Jeff Goins, in the 15 Habits of Great Writers Challenge, clarifies what he means by stealing:
"Sometimes, we don't even realize we do this, but we all do it. Great artists borrow from other artists. They meld together pieces of the chaotic mess we all call life, and they end up with a whole new creation.
Find a quote or a painting or some form of inspiration — and steal it. Make it your own. Attribute it — give credit where it's due — but don't be afraid to use it. Let someone else's work springboard you into your own."
Whew! I'm glad he explained his point. I don't like the idea of stealing.
So, here it is....my author's "booty":
..."If I sin and am rebellious, help me to repent;
Then take away my mourning and give me music;
Remove my sackcloth and adorn me with beauty;
Take away my sighs and fill my mouth with songs;
And when I am restored and rest in thee,
Give me summer weather in my heart."
"Repose" from "The Valley of Vision: a Collection of Puritan Prayers and Devotions"
Coincidentally, I am creating a picture book in rhyme about Job's sufferings and restoration during this 3 week challenge. The above portion of a quote will serve as inspiration for the manuscript. I can already envision the ending..."Give me summer weather in my heart". PERFECT!

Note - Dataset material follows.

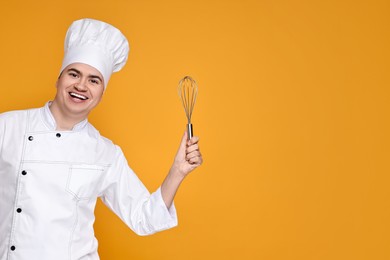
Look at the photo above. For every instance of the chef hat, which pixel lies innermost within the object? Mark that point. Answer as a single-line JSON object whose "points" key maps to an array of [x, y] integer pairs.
{"points": [[97, 44]]}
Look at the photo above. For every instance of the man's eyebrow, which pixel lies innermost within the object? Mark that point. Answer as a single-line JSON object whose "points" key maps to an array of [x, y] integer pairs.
{"points": [[95, 77], [90, 75], [75, 70]]}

....and Jeff during the 15 Habits Challenge, tells us where to begin:
"Leonardo Da Vinci once said, "Art is never finished, only abandoned." So
every time you endeavor to create, you will have a choice:
You can first make it ugly, or not make it at all. There is nothing else.

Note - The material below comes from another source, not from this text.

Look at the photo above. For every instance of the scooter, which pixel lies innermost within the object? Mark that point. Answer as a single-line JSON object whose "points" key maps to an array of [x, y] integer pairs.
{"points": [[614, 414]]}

All creation comes from chaos. All works of art begin as splotches of paint on a canvas. It's never beautiful at the outset. Before your work can reach its potential, it will first have to be bad."
And that's just what I have been doing with the Job story. Up at 5am (it's addicting) write for about two hours (tea break allowed). I am not a poet, but I am compelled to write it in verse. But, I will be brave and share a stanza with you:
Job was a man who was righteous in all
He did not sin, nor cause others to fall
Ten children he did have
He loved his dear kin,
Job sacrificed daily,
Just in case they would sin
And it goes downhill from there...
But, I will work and work and work some more to perfect the rhyme. And then send it in to a critique group.
I like STARTING UGLY. It relieves the pressure to be perfect. And it gets words on paper. Without words, an author has no tools.